He thought of his arrangement with Ernestine and said, “I’ll come up to your back door. And I can’t stay all that long. I have to go to work in the morning.”

“Right. Killing hogs.”

“Well, in my case, just butchering ’em.”

“That’s a hairsplitter if ever I’ve heard one, Archer.”





Chapter 25



IT WAS SIXTY-ONE MINUTES LATER that Archer found himself knocking on the woman’s back door. She answered it wearing an apron over her dress.

“Well, if the smell is any factor, this meal will be pretty fine,” he said.

He watched her working the skillets on the three-burner stove, which had an electric icebox next to it. When the food was done, shortly after he arrived, they sat down in a small dining room stuffed with too much furniture. She’d lit candles that threw the room into shadowy relief.

The chicken was crispy on the exterior—nearly burned, in fact—and moist on the inside.

“Best chicken I ever had,” proclaimed Archer with all honesty.

“Eat what you want, I have plenty.”

The okra and tomatoes had been coated in crumbles and fried in lard. After two helpings of everything, Archer finally had to push himself back from the table. “Okay, no more room left and that’s a fact.”

They had both tried the wine and didn’t cotton to it, but when they tried it again later, it tasted different.

“How’d that happen?” Archer wanted to know.

“Hank told me something about it breathing.”

“Okay.”

“He went over there a couple years ago.
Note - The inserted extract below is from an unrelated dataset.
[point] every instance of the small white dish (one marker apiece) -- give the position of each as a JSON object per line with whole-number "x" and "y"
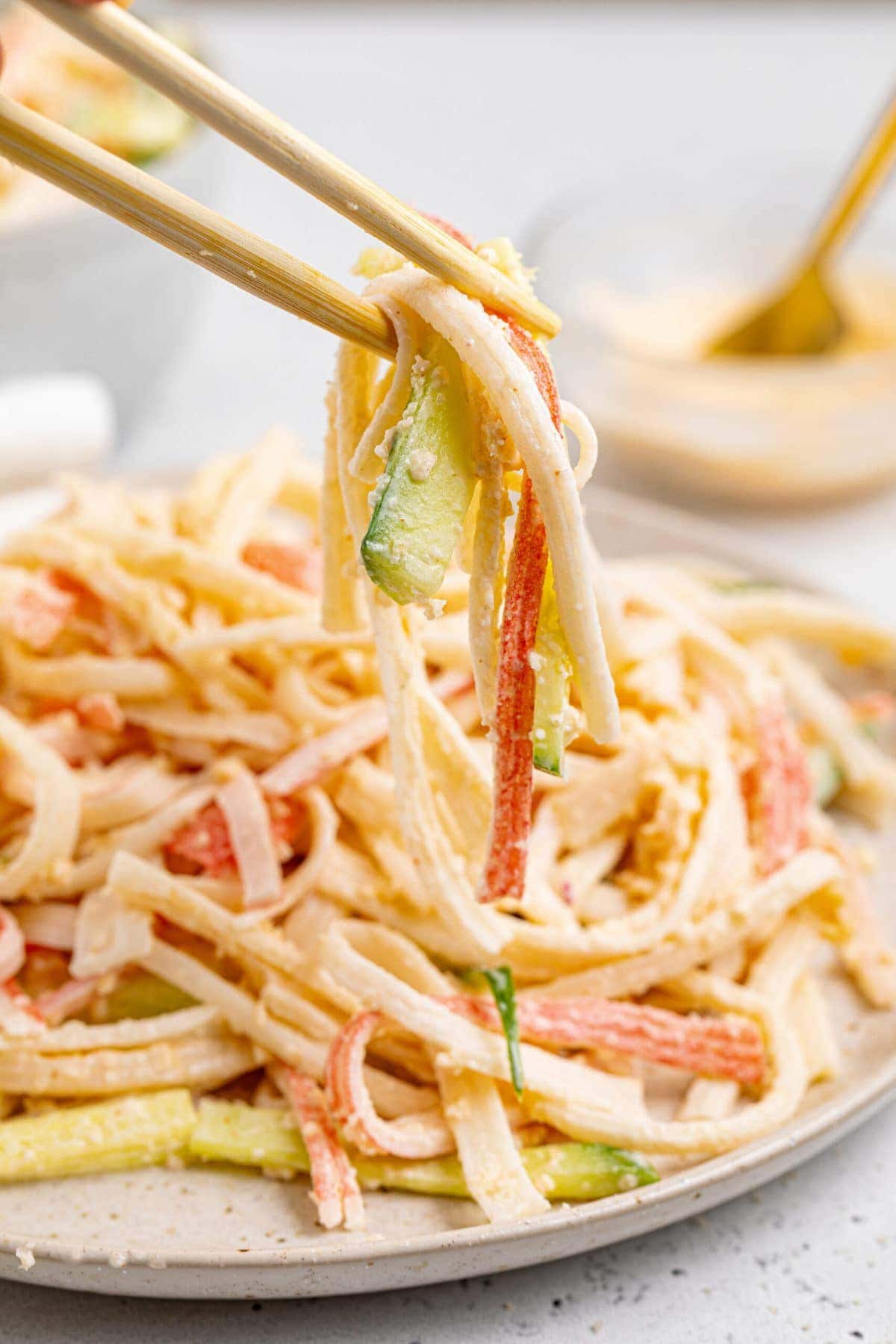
{"x": 647, "y": 273}
{"x": 218, "y": 1233}
{"x": 81, "y": 293}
Took Marjorie with him. They toured some of the wine country in France and Italy.”

He looked at her, puzzled. “Didn’t think there’d be any left after the war.”

“He did say there was damage, for sure. But they managed to bring back a few bottles.”

They finished the wine, and Archer rose and put on his hat.

“Sure you don’t want to stay?”

“I’ve made other arrangements.”

“Really? Well, excuse me.”

“Don’t be like that. I already explained why I can’t stay here. Shaw would hang me for sure. Thanks for the dinner. It was really nice of you, Jackie.”

“Don’t start being kind to me when I’m mad at you.”

“You ever gonna tell me what happened to your mother?”

Her eyes blazed. “Why? Did my father mention her? Tell me the truth, Archer. I made you dinner after all.”

“Okay, Jackie, okay.” He leaned against the sideboard and chose his words carefully. “He said she was the most beautiful woman he’d ever laid eyes on, well, something like that. Anyway, he also said that, well, that she could be hot-headed. And sometimes.…”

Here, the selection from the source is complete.